Guttural Corpora Cavernosa
Waiting for the bubbling bong hit of the intro track to end during Guttural Corpora Cavernosa’s album, You Should Have Died When I Killed You, is like anticipating a lobotomy: you aren’t sure how it’s going to hurt or what will become of your mind, but you know it’s going to be a painful and discomforting experience. How fitting that a song here is titled “See You in Disneyland,” a famous Richard Ramirez quote. The songs presented here really throw you around the room like one of his victims; no two are similar, so each song is like its own crime scene. Other titles are similarly off kilter: “They Would Wiggle and Squirm” and “Anyway, I Had a Good Time,” which you might say after the lobotomy procedure and the doctors have left the room, or if the album ends and it’s time for something more peaceful.
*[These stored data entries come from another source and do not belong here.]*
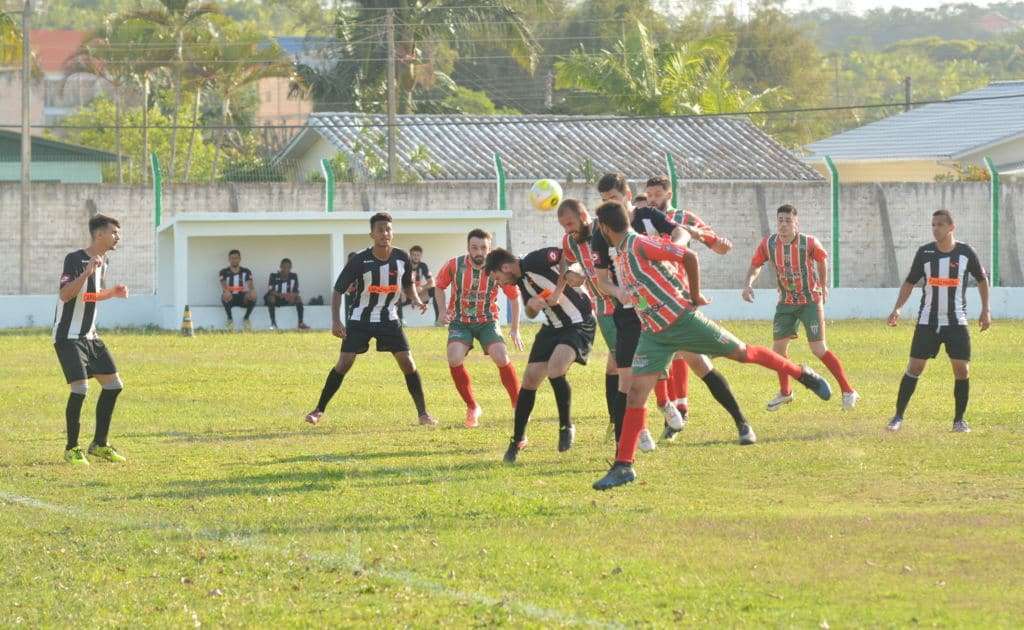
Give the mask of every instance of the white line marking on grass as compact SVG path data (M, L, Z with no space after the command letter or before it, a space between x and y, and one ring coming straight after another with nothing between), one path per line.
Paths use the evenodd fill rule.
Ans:
M624 628L624 626L619 623L599 621L596 619L589 619L587 617L578 617L576 615L565 613L560 610L536 606L529 602L516 601L509 597L498 598L481 592L460 591L445 586L440 582L435 582L428 578L420 577L419 575L416 575L415 573L409 571L392 571L387 569L370 568L363 564L361 554L359 553L358 542L353 542L352 546L349 548L348 553L344 555L325 552L303 552L295 548L288 549L285 547L278 547L275 545L259 542L251 536L249 536L248 534L242 534L237 532L216 532L212 530L191 530L182 525L176 525L173 523L154 523L127 517L109 518L100 514L89 513L75 507L57 505L55 503L50 503L48 501L43 501L33 497L12 494L4 490L0 490L0 501L12 503L15 505L21 505L23 507L32 508L34 510L54 512L57 514L73 516L76 518L87 518L92 521L113 523L116 525L121 525L133 529L144 529L154 532L176 532L190 534L206 540L238 545L241 547L247 547L254 551L263 551L279 556L288 556L292 553L299 553L303 557L308 558L310 560L314 560L321 565L340 565L349 571L358 570L362 572L363 575L376 576L385 581L397 582L399 584L403 584L413 589L426 591L428 593L432 593L435 595L441 595L443 597L461 603L482 604L484 606L489 607L506 606L512 609L513 611L516 611L522 615L531 617L538 621L555 622L563 625L568 624L576 626L593 626L596 628Z

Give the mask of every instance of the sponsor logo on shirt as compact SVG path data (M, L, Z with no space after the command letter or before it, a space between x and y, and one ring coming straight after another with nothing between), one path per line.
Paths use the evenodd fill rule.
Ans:
M394 272L391 275L395 275ZM387 295L389 293L398 293L397 284L371 284L366 288L369 293L376 293L379 295Z
M930 287L958 287L960 286L960 278L928 278L928 286Z

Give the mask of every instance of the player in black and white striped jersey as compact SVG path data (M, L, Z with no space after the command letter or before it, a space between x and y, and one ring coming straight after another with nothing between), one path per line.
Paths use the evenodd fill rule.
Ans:
M582 273L566 272L567 285L561 294L558 283L562 263L560 247L545 247L516 258L504 249L487 254L484 270L501 285L514 284L526 304L526 314L546 319L533 340L526 371L523 372L516 402L512 441L505 462L514 463L526 445L526 425L537 398L537 388L546 377L551 381L558 406L558 450L572 448L576 429L572 424L572 389L565 380L572 364L587 364L594 343L597 322L590 295L583 288Z
M435 426L437 422L427 413L423 383L398 316L398 301L402 293L421 313L427 310L427 305L420 300L413 286L409 254L391 246L391 215L378 212L370 217L370 238L373 246L349 258L334 283L331 332L342 339L341 356L327 374L320 400L313 411L306 414L306 422L316 424L320 421L327 404L341 387L345 374L355 363L356 356L369 350L370 340L376 339L377 352L392 353L405 374L405 385L416 405L419 423ZM347 309L344 323L341 319L343 298L355 301L351 309Z
M946 346L946 354L953 366L953 431L969 432L970 426L964 420L970 393L969 368L971 361L971 336L967 327L967 276L973 276L978 283L981 298L981 314L978 323L982 332L992 325L989 311L988 274L974 248L954 238L956 226L949 210L936 210L932 214L932 236L935 241L917 250L910 273L900 287L896 306L889 315L889 325L899 322L900 309L906 304L918 282L924 280L921 288L921 306L917 313L917 327L910 344L910 362L900 382L896 397L896 415L889 421L890 431L899 431L903 425L903 413L910 397L917 387L917 380L924 371L928 359L939 354L939 348Z
M125 285L107 289L103 282L107 269L106 255L115 251L121 241L121 224L113 217L98 214L89 220L89 235L91 242L88 247L73 251L64 258L53 317L53 347L71 389L64 410L67 424L64 459L78 465L89 463L78 447L78 434L90 378L99 381L103 391L96 403L96 435L88 454L110 462L125 461L107 443L114 404L123 384L113 357L96 333L98 303L110 298L128 297Z
M299 294L299 275L292 271L290 258L281 259L281 267L270 274L269 289L263 296L263 304L270 315L270 329L277 330L277 307L294 306L299 318L299 330L309 330L303 321L302 295Z
M242 327L245 330L252 330L249 316L256 308L256 285L253 283L252 270L242 266L242 252L237 249L228 252L228 266L221 269L219 275L222 291L220 303L228 316L224 326L228 330L234 330L235 320L231 317L231 309L238 307L245 309Z

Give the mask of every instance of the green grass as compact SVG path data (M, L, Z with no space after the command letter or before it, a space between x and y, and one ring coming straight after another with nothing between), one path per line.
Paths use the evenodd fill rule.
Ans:
M444 331L410 331L436 430L415 425L397 366L374 353L305 425L337 352L326 333L111 331L126 382L112 441L129 462L82 470L61 459L48 336L2 334L0 625L1020 627L1024 324L975 333L968 435L949 432L945 358L903 432L883 431L911 326L829 332L855 411L799 389L769 414L774 375L720 361L761 442L736 445L693 379L686 431L603 494L600 342L569 374L577 448L556 452L545 386L509 468L497 372L474 353L485 415L463 429Z

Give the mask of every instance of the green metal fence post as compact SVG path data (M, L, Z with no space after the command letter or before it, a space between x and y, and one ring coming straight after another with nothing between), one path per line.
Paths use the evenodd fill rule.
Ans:
M665 154L665 168L668 169L668 179L672 182L672 205L676 208L681 208L683 202L679 199L679 182L676 179L676 160L672 157L671 153Z
M988 168L988 176L992 180L992 286L999 286L999 204L1002 200L1002 184L999 181L999 171L992 162L992 158L985 156L985 166Z
M832 158L825 156L832 189L832 287L839 286L839 169Z
M505 196L505 165L497 153L494 154L494 177L498 185L498 210L508 210L508 198Z
M155 151L149 155L149 165L153 169L153 227L158 228L164 216L164 178Z
M334 169L327 158L320 160L320 172L324 175L324 212L334 212Z

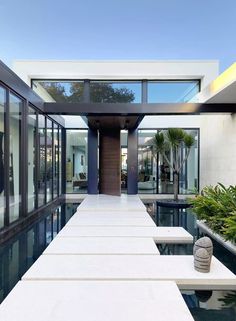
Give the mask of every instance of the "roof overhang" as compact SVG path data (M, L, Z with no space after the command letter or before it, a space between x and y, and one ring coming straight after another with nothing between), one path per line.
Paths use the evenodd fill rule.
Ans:
M200 115L235 113L236 104L172 103L45 103L47 114L82 116L91 128L137 128L148 115Z

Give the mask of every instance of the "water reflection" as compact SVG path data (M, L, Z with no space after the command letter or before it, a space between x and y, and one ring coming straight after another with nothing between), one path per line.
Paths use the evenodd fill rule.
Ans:
M0 302L42 254L78 204L63 204L0 246Z
M171 208L156 207L155 202L146 203L148 213L158 226L182 226L194 240L205 234L197 228L196 216L191 209L178 213ZM212 240L214 256L236 274L236 256L222 245ZM158 246L164 255L191 255L191 244L161 244ZM195 321L235 321L236 292L234 291L183 291L183 298Z

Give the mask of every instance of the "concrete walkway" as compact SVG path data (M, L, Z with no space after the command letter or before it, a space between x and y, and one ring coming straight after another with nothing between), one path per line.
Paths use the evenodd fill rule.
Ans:
M182 228L155 227L138 196L88 196L0 306L1 321L193 321L178 290L236 289L213 258L162 256L156 243L189 243Z

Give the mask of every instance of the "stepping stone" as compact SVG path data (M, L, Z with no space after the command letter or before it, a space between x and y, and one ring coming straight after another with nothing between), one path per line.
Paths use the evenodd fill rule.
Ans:
M152 238L156 243L192 243L193 237L182 227L68 226L57 237L135 237Z
M193 321L173 282L19 282L2 321Z
M148 238L116 237L56 237L43 254L160 254L156 244Z
M215 257L211 271L192 255L42 255L23 280L175 281L180 289L236 290L236 276Z
M145 211L146 207L136 195L88 195L78 206L84 211Z
M151 219L149 215L145 218L127 218L123 216L122 218L113 217L93 217L82 218L80 215L74 215L67 223L67 226L152 226L155 227L156 224Z
M78 210L73 216L79 216L81 218L146 218L150 215L146 211L83 211Z

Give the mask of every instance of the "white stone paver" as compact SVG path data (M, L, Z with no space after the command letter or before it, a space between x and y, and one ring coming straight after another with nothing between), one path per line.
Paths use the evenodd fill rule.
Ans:
M146 211L84 211L78 210L74 215L81 217L81 218L146 218L149 214ZM72 218L74 217L72 216Z
M19 282L1 321L193 321L173 282Z
M193 237L182 227L68 226L58 237L137 237L152 238L156 243L192 243Z
M0 320L193 321L177 285L236 289L216 258L210 273L199 273L193 256L158 255L154 241L193 237L156 227L137 195L87 196L1 304Z
M41 255L23 280L175 281L181 289L233 289L236 276L215 257L194 270L191 255Z
M145 205L137 195L88 195L78 206L78 210L84 211L144 211Z
M152 239L127 237L56 237L43 254L159 254Z
M127 217L87 217L82 218L76 213L67 223L67 226L152 226L156 224L153 222L150 216L145 218L127 218Z

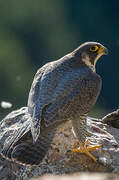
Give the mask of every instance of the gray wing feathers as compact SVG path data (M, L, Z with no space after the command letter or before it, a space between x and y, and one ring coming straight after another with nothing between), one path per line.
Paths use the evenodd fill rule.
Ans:
M80 114L84 113L85 110L85 113L87 113L95 104L100 93L101 79L94 77L91 80L88 78L88 74L80 78L79 74L78 79L72 76L66 85L66 88L57 89L56 101L53 99L52 104L43 114L47 126L50 126L56 121L72 119L77 112Z
M75 109L77 112L80 101L82 102L84 99L84 97L82 98L83 94L88 94L88 90L95 94L99 91L98 88L97 91L95 88L100 84L99 81L95 81L97 75L96 77L94 74L89 75L91 72L87 68L70 69L64 74L61 74L56 68L55 70L52 68L53 65L49 64L46 68L39 70L29 94L28 109L32 118L31 131L34 142L40 134L41 119L46 126L59 120L65 120L75 112ZM78 101L77 98L79 98ZM82 109L82 107L80 108Z
M52 102L53 91L58 80L63 74L58 73L52 63L48 63L38 70L34 77L33 84L28 98L28 112L31 115L31 132L34 142L40 134L42 110ZM54 68L55 69L55 68ZM54 78L55 77L55 78Z
M42 110L47 104L51 103L52 98L50 94L52 93L51 85L47 78L48 66L50 67L50 64L46 64L36 73L28 98L28 112L31 115L31 132L34 142L37 141L40 134ZM47 89L47 92L45 92L45 89Z
M84 68L69 71L55 88L52 101L57 101L70 94L86 75L87 71Z
M36 87L38 87L36 85ZM38 111L38 105L37 105L37 101L35 102L35 99L37 99L38 97L38 93L37 93L38 89L35 88L34 92L35 95L32 93L32 90L30 92L30 100L29 100L29 104L28 105L28 111L30 112L31 115L31 133L32 133L32 137L33 137L33 141L35 142L37 139L37 137L39 136L40 133L40 110Z
M41 121L41 109L39 107L40 97L40 81L42 77L42 71L37 72L29 93L28 98L28 112L31 116L31 133L33 141L36 142L40 134L40 121Z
Emerging from the Cocoon 破繭而出
What, exactly, is violently wriggling out of the cocoon? Apparently, when listening to this band, it is not Mothra, but a violent monstrous abomination in the form of a breakdown that could stand against any of your choosing in a battle to the death. The band do have a sci-fi feel, with one song called “Event Horizon” featuring an H.R. Giger-friendly video color palette, spacey guitar parts, and lyrics like this: “Suddenly, everything returns to nothingness. A boundary that no one can trespass. Disappear. Vanish. Anti-matter. Into ashes, another quadrant.” Either from a cocoon, an alien egg, or another dimension by folding space and time, the breakdowns are coming for you.